EMI, EMI filter, DC-DC converter, MIL-STD-461G CE102, insertion loss

Abstract

This paper presents the design, implementation, and experimental validation of a practical electromagnetic interference (EMI) filter developed for military DC-DC converter applications in order to satisfy the conducted emission limits defined by MIL-STD-461G CE102. High-frequency switching behavior, fast voltage and current transitions, and unavoidable parasitic elements in DC-DC converters make compliance with these limits extremely challenging without dedicated filtering, while practical military platforms impose severe constraints on size, stability, and realizability. In this paper, a systematic and iterative design methodology based on established EMI filter design principles is proposed, and the resulting attenuation performance is experimentally validated through CE102 measurements. The procedure includes determination of the design resistance considering the negative incremental impedance of the converter, design of differential-mode and common-mode stages, and suppression of resonance through properly selected damping networks. The resulting filter is implemented using commercially available components on a compact printed circuit board (PCB) compatible with practical military installations. The performance of the proposed filter is verified experimentally through CE102 measurements performed under identical operating conditions for both filtered and unfiltered cases. The unfiltered converter is shown to exceed the CE102 limits, whereas the filtered configuration achieves compliance with sufficient margin across the entire frequency range. In addition, frequency-domain attenuation characteristics are measured using a Bode analyzer to reveal the insertion loss behavior of the filter. The consistency between analytical expectations, attenuation measurements, and compliance tests demonstrates that the proposed approach provides a reliable, repeatable, and application-oriented framework for EMI filter design in military power electronic systems.

References

Cadirci, I., Saka, B., & Y. Eristiren. (2005). Practical EMI-filter-design procedure for high-power high-frequency SMPS according to MIL STD 461. IEE Proceedings, 152(4), 775–775. https://doi.org/10.1049/ip-epa:20045079

Chiu, P.-T., Pong, M. H., Yao, C.-J., & Chiu, H.-J. (2024). The effect of parasitic elements on EMI common mode filter insertion loss. In Proceedings of the International Conference on Industrial Electronics and Applications (ICIEA) (pp. 1–6). https://doi.org/10.1109/ICIEA61579.2024.10664692

Fishta, M., & Fiori, F. (2026). A volume-optimized hybrid EMI filter for automotive traction inverters. IEEE Transactions on Electromagnetic Compatibility, 68(2), 321–329. https://doi.org/10.1109/TEMC.2026.3652665

Hartal, O. (1995). EMC by design (3rd ed.). R & B Enterprises.

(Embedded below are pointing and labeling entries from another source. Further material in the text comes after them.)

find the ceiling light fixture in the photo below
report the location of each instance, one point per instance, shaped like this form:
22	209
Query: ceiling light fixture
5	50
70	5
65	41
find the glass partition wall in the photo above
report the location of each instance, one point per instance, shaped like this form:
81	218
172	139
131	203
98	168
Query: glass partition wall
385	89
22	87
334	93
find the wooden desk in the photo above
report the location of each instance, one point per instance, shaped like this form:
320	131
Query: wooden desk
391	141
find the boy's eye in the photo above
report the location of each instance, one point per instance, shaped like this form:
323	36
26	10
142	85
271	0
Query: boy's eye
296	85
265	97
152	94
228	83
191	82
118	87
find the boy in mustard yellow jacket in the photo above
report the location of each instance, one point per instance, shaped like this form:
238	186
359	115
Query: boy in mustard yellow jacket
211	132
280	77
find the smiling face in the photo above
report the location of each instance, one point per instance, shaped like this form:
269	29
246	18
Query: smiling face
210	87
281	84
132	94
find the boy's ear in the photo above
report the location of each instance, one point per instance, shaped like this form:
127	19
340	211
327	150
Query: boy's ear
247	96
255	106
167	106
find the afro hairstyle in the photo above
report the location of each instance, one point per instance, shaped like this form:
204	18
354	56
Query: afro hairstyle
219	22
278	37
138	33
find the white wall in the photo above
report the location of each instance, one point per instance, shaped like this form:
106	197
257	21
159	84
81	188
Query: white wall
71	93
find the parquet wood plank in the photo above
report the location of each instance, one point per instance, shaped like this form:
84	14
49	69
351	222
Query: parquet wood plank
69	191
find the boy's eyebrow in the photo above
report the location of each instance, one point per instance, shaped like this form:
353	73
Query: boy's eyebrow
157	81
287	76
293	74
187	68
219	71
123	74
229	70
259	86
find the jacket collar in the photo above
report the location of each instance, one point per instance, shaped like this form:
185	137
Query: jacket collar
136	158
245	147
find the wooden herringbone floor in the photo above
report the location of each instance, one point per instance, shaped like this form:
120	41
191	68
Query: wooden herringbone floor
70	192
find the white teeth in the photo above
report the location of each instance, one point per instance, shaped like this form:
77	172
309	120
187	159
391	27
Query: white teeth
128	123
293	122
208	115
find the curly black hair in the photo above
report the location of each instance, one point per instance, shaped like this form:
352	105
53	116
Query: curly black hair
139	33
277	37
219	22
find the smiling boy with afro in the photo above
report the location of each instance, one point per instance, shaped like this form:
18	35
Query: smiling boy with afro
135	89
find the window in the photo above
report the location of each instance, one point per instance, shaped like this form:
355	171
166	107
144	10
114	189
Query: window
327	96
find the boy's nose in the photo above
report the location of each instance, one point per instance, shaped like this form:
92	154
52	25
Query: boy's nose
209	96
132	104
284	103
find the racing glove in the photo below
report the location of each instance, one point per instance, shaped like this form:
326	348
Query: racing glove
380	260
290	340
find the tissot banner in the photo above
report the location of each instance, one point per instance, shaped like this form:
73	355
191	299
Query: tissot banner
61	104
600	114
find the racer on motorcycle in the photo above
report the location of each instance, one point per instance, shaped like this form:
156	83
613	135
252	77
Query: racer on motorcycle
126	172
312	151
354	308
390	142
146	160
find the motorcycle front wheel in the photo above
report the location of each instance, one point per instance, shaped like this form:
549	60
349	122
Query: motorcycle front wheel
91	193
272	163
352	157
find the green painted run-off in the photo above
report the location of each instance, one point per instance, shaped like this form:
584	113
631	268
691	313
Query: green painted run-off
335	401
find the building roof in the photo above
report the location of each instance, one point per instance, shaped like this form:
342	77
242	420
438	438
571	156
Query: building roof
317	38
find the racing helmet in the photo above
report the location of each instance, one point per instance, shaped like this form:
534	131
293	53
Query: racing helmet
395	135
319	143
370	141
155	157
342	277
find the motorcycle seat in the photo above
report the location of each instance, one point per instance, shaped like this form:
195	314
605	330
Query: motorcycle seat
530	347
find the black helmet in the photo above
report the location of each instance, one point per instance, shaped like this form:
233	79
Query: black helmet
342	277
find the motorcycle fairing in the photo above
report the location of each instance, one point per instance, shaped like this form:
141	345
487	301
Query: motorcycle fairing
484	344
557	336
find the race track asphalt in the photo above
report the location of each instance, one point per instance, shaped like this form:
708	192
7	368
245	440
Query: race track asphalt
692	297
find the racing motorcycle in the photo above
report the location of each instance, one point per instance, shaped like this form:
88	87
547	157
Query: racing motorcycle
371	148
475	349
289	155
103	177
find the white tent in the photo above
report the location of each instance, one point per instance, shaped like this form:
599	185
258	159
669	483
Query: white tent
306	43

Kichouliya, R., Sundar, S., & Reddy, P. (2023). Power line EMI filter design of power converters to meet the conducted emission specifications of MIL-STD-461G. In Proceedings of the National Power Electronics Conference (NPEC) (pp. 1–6). https://doi.org/10.1109/NPEC57805.2023.10385027

Middlebrook, R. D. (1976). Input filter considerations in design and applications of switching regulators. Proc. IEEE IAS'76, 91-107. https://ci.nii.ac.jp/naid/80014902952/

Nave, M. J. (1991). Power line filter design for switched-mode power supplies. Van Nostrand Reinhold.

Ozenbaugh, R. L., & Pullen, T. M. (2012). EMI filter design (3rd ed.). CRC Press.

SynQor. (2016). MCOTS-C-28VE-05-QT: Military COTS DC-DC Converter Datasheet. https://www.synqor.com/products/mil-cots/mcots-c-28ve-05-qt

SynQor. (2024). MCOTS-F-28E-P-DM: Military COTS EMI filter Datasheet. https://www.synqor.com/products/mil-cots/mcots-f-28e-p-dm

Tarateeraseth, V. (2011). EMI Filter Design Part I: Conducted EMI Generation Mechanism. In IEEE Electromagn. Conf (pp. 44-50).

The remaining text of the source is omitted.